The outline | summary of the manufacturing apparatus of this invention is shown. An example of the produced molded body is shown. The movement of the piston in the fluidity test (200 ° C.) of all dry bamboo powder is shown. The movement of the piston in the fluidity test (200 ° C.) of all dry bamboo powder that has been pretreated is shown.

Claims (6)

  A molded body comprising a solidified and molded body to which a three-dimensional shape of a hemicellulose pyrolysis fluidized product is imparted in a molded body of a biomass material.   In the method of manufacturing a biomass-based material molded body, the biomass-based material is pulverized into powder, and heat and pressure are applied to this to change the components of the material to develop fluidity, which is then poured into a mold.

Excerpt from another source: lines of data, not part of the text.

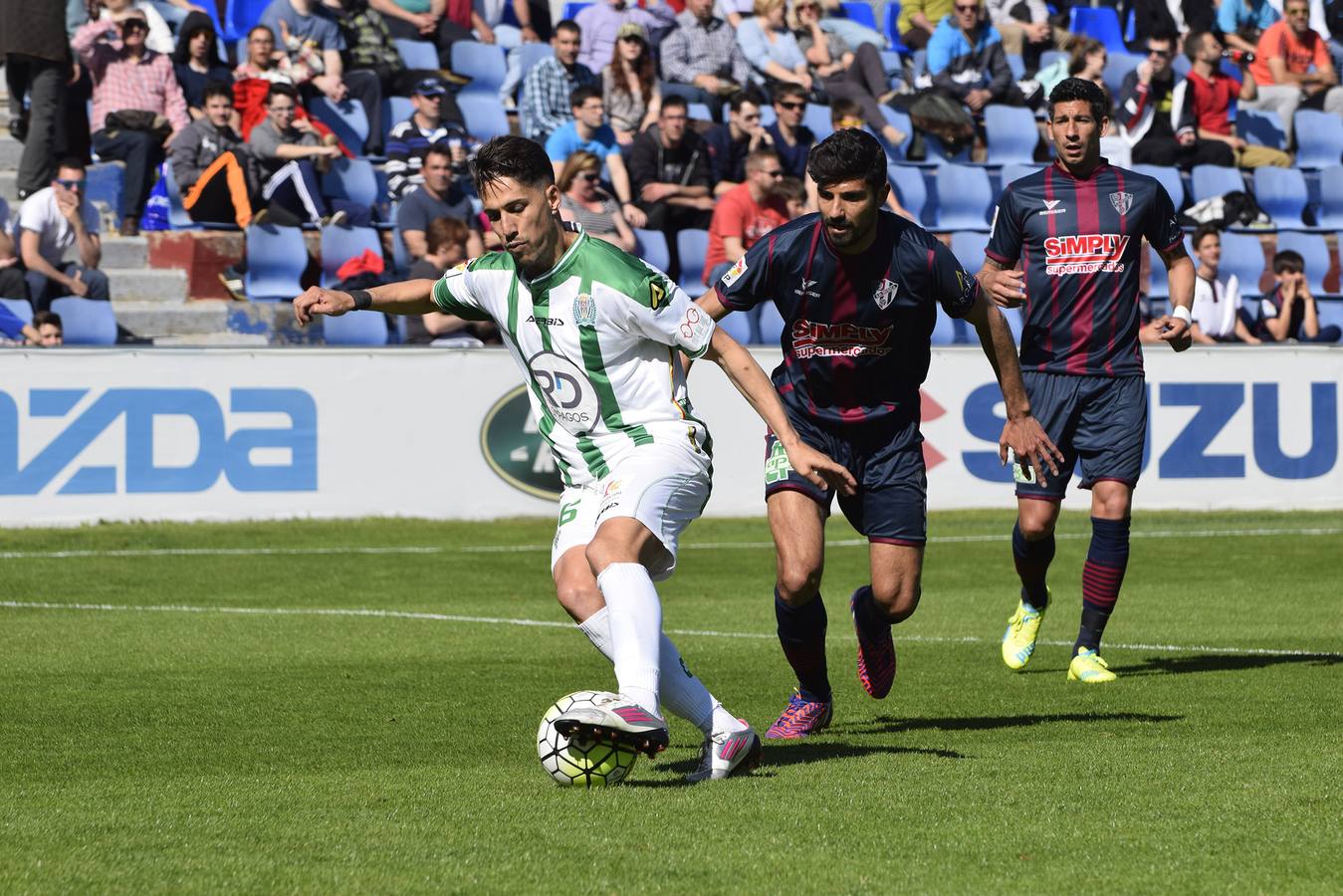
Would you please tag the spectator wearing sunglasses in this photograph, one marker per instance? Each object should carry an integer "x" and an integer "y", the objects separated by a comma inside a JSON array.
[
  {"x": 789, "y": 137},
  {"x": 51, "y": 222},
  {"x": 129, "y": 77}
]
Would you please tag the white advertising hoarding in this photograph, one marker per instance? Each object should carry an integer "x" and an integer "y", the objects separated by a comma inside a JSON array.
[{"x": 231, "y": 434}]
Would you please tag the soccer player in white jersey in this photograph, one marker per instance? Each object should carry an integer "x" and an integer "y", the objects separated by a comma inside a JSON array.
[{"x": 597, "y": 335}]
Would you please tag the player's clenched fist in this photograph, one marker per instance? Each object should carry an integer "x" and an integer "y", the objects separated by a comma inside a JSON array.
[
  {"x": 322, "y": 301},
  {"x": 819, "y": 468}
]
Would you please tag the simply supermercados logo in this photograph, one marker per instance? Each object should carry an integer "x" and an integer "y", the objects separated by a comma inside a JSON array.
[{"x": 515, "y": 449}]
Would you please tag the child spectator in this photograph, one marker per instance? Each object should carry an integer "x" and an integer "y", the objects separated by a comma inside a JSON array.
[
  {"x": 1289, "y": 311},
  {"x": 584, "y": 202},
  {"x": 1219, "y": 316},
  {"x": 211, "y": 164}
]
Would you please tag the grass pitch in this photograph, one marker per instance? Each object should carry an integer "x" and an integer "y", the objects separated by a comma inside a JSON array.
[{"x": 216, "y": 733}]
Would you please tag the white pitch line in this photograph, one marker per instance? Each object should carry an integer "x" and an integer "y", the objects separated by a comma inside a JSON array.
[
  {"x": 534, "y": 549},
  {"x": 551, "y": 623}
]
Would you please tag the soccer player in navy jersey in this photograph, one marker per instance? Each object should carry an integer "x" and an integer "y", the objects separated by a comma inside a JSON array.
[
  {"x": 1077, "y": 227},
  {"x": 857, "y": 288}
]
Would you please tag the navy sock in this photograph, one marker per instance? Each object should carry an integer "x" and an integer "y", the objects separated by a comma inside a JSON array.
[
  {"x": 1033, "y": 559},
  {"x": 866, "y": 612},
  {"x": 802, "y": 633},
  {"x": 1103, "y": 575}
]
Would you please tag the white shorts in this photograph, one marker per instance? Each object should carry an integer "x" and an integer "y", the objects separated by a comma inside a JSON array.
[{"x": 664, "y": 487}]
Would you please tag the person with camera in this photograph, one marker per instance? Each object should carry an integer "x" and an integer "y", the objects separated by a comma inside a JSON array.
[
  {"x": 1208, "y": 96},
  {"x": 137, "y": 104}
]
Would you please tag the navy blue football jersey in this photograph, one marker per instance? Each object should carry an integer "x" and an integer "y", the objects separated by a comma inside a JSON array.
[
  {"x": 1080, "y": 243},
  {"x": 855, "y": 327}
]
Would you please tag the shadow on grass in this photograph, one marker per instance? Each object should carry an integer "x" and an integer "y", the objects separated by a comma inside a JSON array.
[
  {"x": 889, "y": 724},
  {"x": 1223, "y": 662}
]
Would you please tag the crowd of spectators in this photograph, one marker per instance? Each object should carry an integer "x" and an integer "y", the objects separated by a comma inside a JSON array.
[{"x": 612, "y": 104}]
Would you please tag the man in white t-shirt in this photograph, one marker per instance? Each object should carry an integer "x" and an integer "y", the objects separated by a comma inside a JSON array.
[
  {"x": 1217, "y": 304},
  {"x": 51, "y": 222}
]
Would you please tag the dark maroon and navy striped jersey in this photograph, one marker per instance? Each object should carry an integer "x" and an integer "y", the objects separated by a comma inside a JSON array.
[
  {"x": 1080, "y": 243},
  {"x": 857, "y": 328}
]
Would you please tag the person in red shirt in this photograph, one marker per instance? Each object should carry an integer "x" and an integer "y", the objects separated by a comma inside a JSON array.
[
  {"x": 1287, "y": 53},
  {"x": 746, "y": 212},
  {"x": 1207, "y": 97}
]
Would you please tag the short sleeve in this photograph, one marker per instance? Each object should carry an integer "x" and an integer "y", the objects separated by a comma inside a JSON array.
[
  {"x": 950, "y": 284},
  {"x": 672, "y": 318},
  {"x": 455, "y": 293},
  {"x": 1005, "y": 233},
  {"x": 749, "y": 283},
  {"x": 1162, "y": 229}
]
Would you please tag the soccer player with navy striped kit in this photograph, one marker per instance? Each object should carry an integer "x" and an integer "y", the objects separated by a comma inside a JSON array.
[
  {"x": 858, "y": 291},
  {"x": 1077, "y": 227}
]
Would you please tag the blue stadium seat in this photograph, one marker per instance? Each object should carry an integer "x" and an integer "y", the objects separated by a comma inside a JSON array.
[
  {"x": 860, "y": 12},
  {"x": 816, "y": 117},
  {"x": 352, "y": 180},
  {"x": 1170, "y": 179},
  {"x": 653, "y": 249},
  {"x": 969, "y": 249},
  {"x": 20, "y": 308},
  {"x": 342, "y": 243},
  {"x": 692, "y": 246},
  {"x": 276, "y": 261},
  {"x": 1099, "y": 23},
  {"x": 395, "y": 111},
  {"x": 241, "y": 15},
  {"x": 484, "y": 64},
  {"x": 1313, "y": 250},
  {"x": 1216, "y": 180},
  {"x": 1281, "y": 193},
  {"x": 769, "y": 326},
  {"x": 1331, "y": 198},
  {"x": 87, "y": 322},
  {"x": 1319, "y": 138},
  {"x": 356, "y": 328},
  {"x": 345, "y": 118},
  {"x": 484, "y": 114},
  {"x": 1261, "y": 127},
  {"x": 1243, "y": 257},
  {"x": 965, "y": 198},
  {"x": 891, "y": 19},
  {"x": 909, "y": 188},
  {"x": 1118, "y": 66},
  {"x": 416, "y": 54},
  {"x": 1011, "y": 134}
]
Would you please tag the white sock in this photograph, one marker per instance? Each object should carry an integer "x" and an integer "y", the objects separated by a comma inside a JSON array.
[
  {"x": 682, "y": 693},
  {"x": 635, "y": 619}
]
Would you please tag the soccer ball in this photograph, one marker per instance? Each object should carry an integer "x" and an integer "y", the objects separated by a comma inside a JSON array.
[{"x": 580, "y": 764}]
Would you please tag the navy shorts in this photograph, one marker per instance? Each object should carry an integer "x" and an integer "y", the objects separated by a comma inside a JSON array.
[
  {"x": 891, "y": 504},
  {"x": 1097, "y": 419}
]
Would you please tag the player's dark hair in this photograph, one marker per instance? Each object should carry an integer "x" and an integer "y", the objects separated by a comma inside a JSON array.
[
  {"x": 847, "y": 154},
  {"x": 218, "y": 89},
  {"x": 1205, "y": 230},
  {"x": 1077, "y": 89},
  {"x": 581, "y": 95},
  {"x": 1288, "y": 262},
  {"x": 515, "y": 158}
]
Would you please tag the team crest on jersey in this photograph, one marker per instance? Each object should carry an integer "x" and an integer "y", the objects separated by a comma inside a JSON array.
[
  {"x": 885, "y": 295},
  {"x": 735, "y": 272},
  {"x": 584, "y": 311}
]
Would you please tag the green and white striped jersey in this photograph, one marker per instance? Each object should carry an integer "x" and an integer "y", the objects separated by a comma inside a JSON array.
[{"x": 597, "y": 338}]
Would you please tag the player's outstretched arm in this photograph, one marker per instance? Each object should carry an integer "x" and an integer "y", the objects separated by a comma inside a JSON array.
[
  {"x": 410, "y": 297},
  {"x": 1007, "y": 288},
  {"x": 747, "y": 376},
  {"x": 1174, "y": 328},
  {"x": 1022, "y": 433}
]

A method for producing a molded body, characterized in that a plastic-like biomass-based molded body having an arbitrary three-dimensional shape is obtained by pressing, molding, and cooling and solidifying.   The method according to claim 1, wherein the hemicellulose component of the material is pyrolyzed to develop fluidity.   The method according to claim 1, wherein an additive for promoting fluidity is added to the powder.   The method according to claim 1, wherein an additive for the purpose of improving molded product performance is added to the powder. An apparatus for producing a biomass-based molded body, comprising: a fluidity imparting section that imparts fluidity to a material; a molding section that molds the material; and an introduction section that introduces the fluid material into the molding section.